Decision making algorithms

MuCCA cooperative path-planning/decision making algorithms and its applications on motorways

Are we ready for autonomous driving? How autonomous driving can assist humans on the motorways? These issues are recurrent nowadays in the face of the biggest challenges that are appearing to building safety systems on our roads. Autonomous driving systems can help decrease fatalities caused by traffic accidents. However, this technology has a good deal of aspects to be improved so as planning obstacle-free paths for a vehicle to increase highway safety.

 

A challenging research task for autonomous driving is the coordination of several autonomous cars. This new technology is the guarantee of making car traffic safer in the future. Cooperative systems have just recently started to be explored in the context of automated driving and are expected to become increasingly common on motorways.
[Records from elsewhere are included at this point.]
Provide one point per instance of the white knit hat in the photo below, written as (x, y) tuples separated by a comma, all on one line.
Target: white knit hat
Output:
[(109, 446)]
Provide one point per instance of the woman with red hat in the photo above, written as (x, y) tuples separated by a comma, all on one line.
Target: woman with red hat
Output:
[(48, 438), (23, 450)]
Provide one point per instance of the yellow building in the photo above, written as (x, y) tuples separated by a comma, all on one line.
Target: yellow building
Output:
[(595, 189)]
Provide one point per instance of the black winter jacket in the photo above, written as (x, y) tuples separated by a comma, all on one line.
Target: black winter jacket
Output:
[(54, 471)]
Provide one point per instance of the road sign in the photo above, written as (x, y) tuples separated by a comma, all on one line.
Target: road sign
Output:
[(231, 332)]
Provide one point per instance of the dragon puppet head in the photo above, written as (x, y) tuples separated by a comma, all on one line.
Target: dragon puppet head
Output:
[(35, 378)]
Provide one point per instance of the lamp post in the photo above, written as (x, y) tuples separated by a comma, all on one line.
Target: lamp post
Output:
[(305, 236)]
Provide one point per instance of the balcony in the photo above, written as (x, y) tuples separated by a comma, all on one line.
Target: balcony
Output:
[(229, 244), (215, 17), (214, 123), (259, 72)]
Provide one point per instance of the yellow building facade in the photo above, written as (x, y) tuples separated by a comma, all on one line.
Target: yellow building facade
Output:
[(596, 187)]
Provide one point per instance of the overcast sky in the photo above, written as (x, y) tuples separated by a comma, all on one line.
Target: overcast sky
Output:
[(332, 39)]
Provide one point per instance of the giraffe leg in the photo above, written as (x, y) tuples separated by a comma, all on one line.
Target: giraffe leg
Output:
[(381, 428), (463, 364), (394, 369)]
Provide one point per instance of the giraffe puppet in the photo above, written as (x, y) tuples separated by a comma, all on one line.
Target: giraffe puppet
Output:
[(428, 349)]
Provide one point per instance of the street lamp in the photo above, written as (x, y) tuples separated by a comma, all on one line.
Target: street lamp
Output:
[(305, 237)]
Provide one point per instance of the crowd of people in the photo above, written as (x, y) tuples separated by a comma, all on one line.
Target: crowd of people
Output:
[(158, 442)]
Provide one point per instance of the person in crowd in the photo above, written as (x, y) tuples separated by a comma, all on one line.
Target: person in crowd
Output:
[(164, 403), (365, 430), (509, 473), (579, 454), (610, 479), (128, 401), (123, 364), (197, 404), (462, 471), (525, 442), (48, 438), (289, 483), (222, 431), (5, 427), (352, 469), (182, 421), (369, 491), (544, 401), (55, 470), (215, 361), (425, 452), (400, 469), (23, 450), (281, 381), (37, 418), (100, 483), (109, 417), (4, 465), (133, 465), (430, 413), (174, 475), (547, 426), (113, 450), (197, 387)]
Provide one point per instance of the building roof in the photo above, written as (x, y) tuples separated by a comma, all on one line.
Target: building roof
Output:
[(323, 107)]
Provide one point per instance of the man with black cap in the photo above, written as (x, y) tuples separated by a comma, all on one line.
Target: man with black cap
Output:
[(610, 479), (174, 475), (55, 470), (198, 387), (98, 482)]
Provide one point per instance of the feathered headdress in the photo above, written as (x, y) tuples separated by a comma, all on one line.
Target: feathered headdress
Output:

In this context, the MuCCA (Multi-Car Collision Avoidance) project, funded by the Centre for Connected and Autonomous Vehicles (CCAV) via Innovate UK, is developing a cooperative system that will enable connected and autonomous vehicles (CAVs) to avoid collisions. As part of this project, Cranfield University is responsible for developing robust algorithms for path prediction and decision-making/inter-vehicle communication.

 

The actual version of the algorithms developed considered a strategy based on model predictive control (MPC) to make cooperative decisions to avoid a potential accident. We explored an extending cooperative path-planning approach to traffic where human drivers are present in on-road scenarios. In the not-too-distant future, it is feasible that cooperative solutions to driving manoeuvres that would enable autonomous vehicles to simultaneously coexist on the roads with vehicles driven by humans. In this context, the human driver model (HDM) needs to be integrated with the autonomous planning in order to safely interact with the autonomous vehicles on the road.

 

Our cooperative planning framework re-plans the route of the vehicle for each step and can be summarized in Figure 1. This solution is able to provide the following improvements and capabilities:

 

  • Incorporation of constraints for smoother manoeuvring when avoiding obstacle. System constraints are the set of rules to drive on roads, road boundaries and logical propositions that guarantee a safe distance to other MuCCA vehicles and obstacles.
  • Increased prediction horizon for path planning and more short horizon for trajectory control in order to get better predictions and precise vehicle control.
  • Demonstrates V2V communications to avoid collisions. The plans of other vehicles can be communicated in real time so that each vehicle communicates its desired location.
  • Able to demonstrate path planner at higher speeds and varying vehicle speeds.
  • Incorporation of multiple human driven vehicles into path planning process. Considers multiple human driver path predictions from either the neural network model or the ANFIS (artificial neuro- fuzzy inference system) model for the HDM.

 

MuCCA cooperative planning framework

Figure 1. The basic concept of cooperative path-planning as a model-based and optimization-based solution.

 

The first conclusions were promising since our system was able to successfully avoid human driven vehicles along with obstacle and other MuCCA vehicles. The results of this first investigation for the cooperative path planning and decision making algorithms developed by Cranfield will be presented at the 9th International Conference on Intelligent Systems (IS’18), an international event supported by IEEE. This conference will be held in Madeira Island, Portugal, on 25-27 September 2018.

 

 Dr Icaro Viana, Research Fellow in Autonomous Cars: Cooperative Guidance, Cranfield University.